Липа. Савва, ну миленький, ну голубчик… А, так… Хорошо же, не слушаешь, хорошо же. Ты увидишь, Савва. Увидишь. Найдутся люди. Тебя связать надо! Господи, что же это! Да постой же! Постой!
Савва (идя). Хорошо, хорошо.
Липа (кричит). Я донесу на тебя. Убийца! Анархист! Я донесу на тебя!
Савва (поворачиваясь). Ого! Знаешь, будь поосторожнее. (Кладет ей руку на плечо и смотрит в глаза.) Будь поосторожнее, говорю!
Липа. Ты… (Секунды три борьбы двух пар глаз, и Липа отворачивается, закусив губы.) Я не боюсь тебя.
Савва. Вот так-то лучше. А то кричать. Кричать никогда не надо.
(Уходит.)
Липа (одна). Что же это? Что же делать… Да?
Кудахчут куры.
Егор Иванович (во дворе). Что тут делается, а? На полчаса ушел, а уже какой беспорядок. Полька, ты что это цыплят в малинник выпустила? Ступай, анафема, загони. Тебе говорю! А вот же я тебе пойду! Я тебе пойду! Я тебе…
Внутри монастырской ограды. В глубине сцены и с левой стороны — монастырские здания, трапезная, кельи монахов, часть церкви и башня с проходными арчатыми под ней воротами.

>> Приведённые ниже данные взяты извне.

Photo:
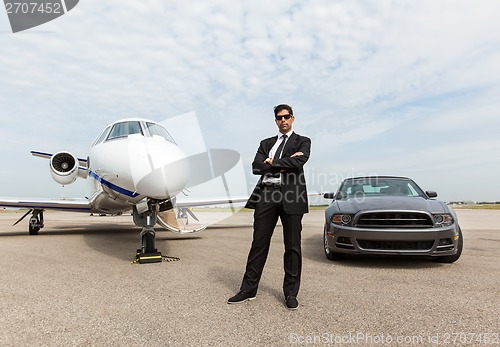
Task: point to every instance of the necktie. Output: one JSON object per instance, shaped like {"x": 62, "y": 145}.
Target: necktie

В различных направлениях двор пересекают деревянные мостки. Правая сторона сцены: слегка выдавшийся угол стенной башни и приютившееся возле стены небольшое монастырское кладбище, обнесенное легкой железной решеткой. Мраморные памятники, каменные и железные плиты, сильно вдавшиеся в землю; все старое, покосившееся, — здесь уже давно никого не хоронят. Шиповник, два-три небольших дерева.
Время к вечеру после всенощной; от башни, от стены длинные тени.